Indianapolis Freeman, 22 July 1899.

A few notes:

  • Joseph Ward’s mother might have been too poor to send him to school, but his father Napoleon Hagans, had he chosen to acknowledge him, certainly could have, as he sent his “legitimate” sons to Howard University.
  • The school in LaGrange at which he worked was most likely Davis Military Academy:  “By 1880 a second school for boys … Davis Military Academy, was founded by Colonel Adam C. Davis. “School Town” became La Grange’s nickname as the military school would eventually have an enrollment of 300 students from every state and even some foreign countries. The school also had a band, the only cadet orchestra in the country during that time. The school prospered, but an outbreak of meningitis closed it in 1889.”
  • Dr. George Hasty was a founder of the Physio-Medical College of Indianapolis, which Joseph Ward later attended.
  • Joseph graduated from High School No. 1, later known as Shortridge, an integrated institution.
  • A “tour of the south”? Really?
  • Do student records exist from the Physio-Medical College? The school closed in 1909.

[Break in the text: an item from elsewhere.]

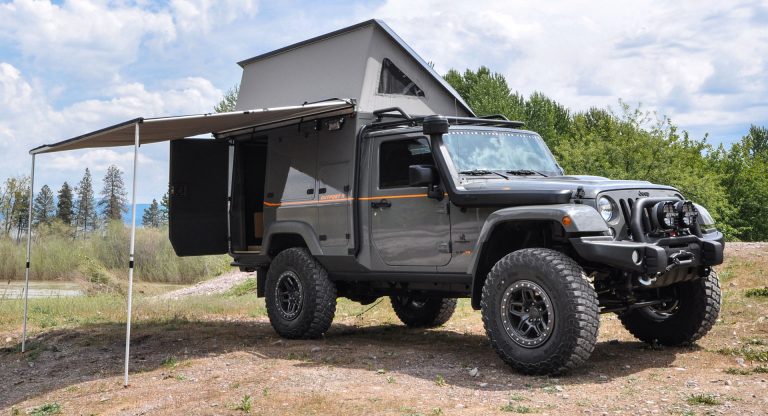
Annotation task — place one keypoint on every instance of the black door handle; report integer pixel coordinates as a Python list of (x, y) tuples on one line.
[(381, 204)]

  • Joseph’s first wife was Mamie I. Brown, an Indiana-born teacher. The 20 October 1900 issue of the Indianapolis Recorder reported: “Mrs. Mamie Ward, through her attorney O.V. Royal, was granted a divorce from her husband, Dr. J.H. Ward, in the Superior Court no. 1, and her maiden name was restored. Both parties are well known in society circles.” Four years later, Joseph married Zella Locklear.